Nun setzte der jugendlich wirkende Greis wieder zu sprechen an: „Ich bin der Geist vergangener Weihnachten. Seit zweitausend Jahren sorge ich mich um das Wohlergehen der Menschen in dieser Stadt. Doch es ist an der Zeit, diese Aufgabe in jüngere Hände zu legen. Deshalb, meine lieben, jungen Gefährten, seid ihr heute hier.“ Er lächelte sanft, was den leisen, freundlichen Klang seiner Stimme unterstrich. Die Sprache des Geistes war klar und deutlich und trotzdem glichen seine Worte einem Windhauch, der die Seele der Umstehenden streichelte.

Ein lautes Poltern und unterdrücktes Fluchen unterbrachen die harmonische Stimmung. Auf der gegenüberliegenden Seite waren zwei Bewerber aneinandergeraten. Streitlustig schwebten sie voreinander und taxierten sich.

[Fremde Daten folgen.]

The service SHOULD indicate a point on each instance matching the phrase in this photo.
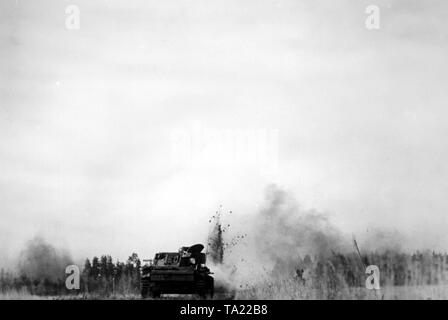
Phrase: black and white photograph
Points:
(238, 150)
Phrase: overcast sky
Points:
(356, 119)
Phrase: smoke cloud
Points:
(41, 261)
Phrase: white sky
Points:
(87, 117)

„Nicht doch, meine Lieben!“ Der Geist vergangener Weihnachten tadelte die beiden verhalten. Dessen ungeachtet brachte erst eine energische Handbewegung des stummen Gastgebers sie zur Vernunft. Alle wandten sich wieder dem Trio an der Stirnseite zu, als der Riese das Wort ergriff: „Auch von mir, dem Geist der diesjährigen Weihnacht, ein herzliches Willkommen.“ Sein Blick glitt zügig über die erwartungsvollen Gesichter. „Wie bereits in unserer Ausschreibung erwähnt, gedenken wir, uns zur Ruhe zu setzen, sobald geeignete Nachfolger gefunden sind. Meine Gefährten“, er deutete auf den weißen und den schwarzen Geist, „verrichten seit zweitausend Jahren ihren Dienst und auch für mich, den Letzten in einer langen Reihe von Brüdern, ist die Zeit gekommen, dem Beistand für die Menschen Lebewohl zu sagen. Nun ist es an euch, die Botschaft weiterzutragen. Deshalb bitten wir um eine kurze Vorstellungsrunde und das Motiv eurer Bewerbung.“

Die bleiche Hand des Kapuzenträgers schnellte empor und deutete auf einen der beiden Streithähne am anderen Ende des Halbkreises.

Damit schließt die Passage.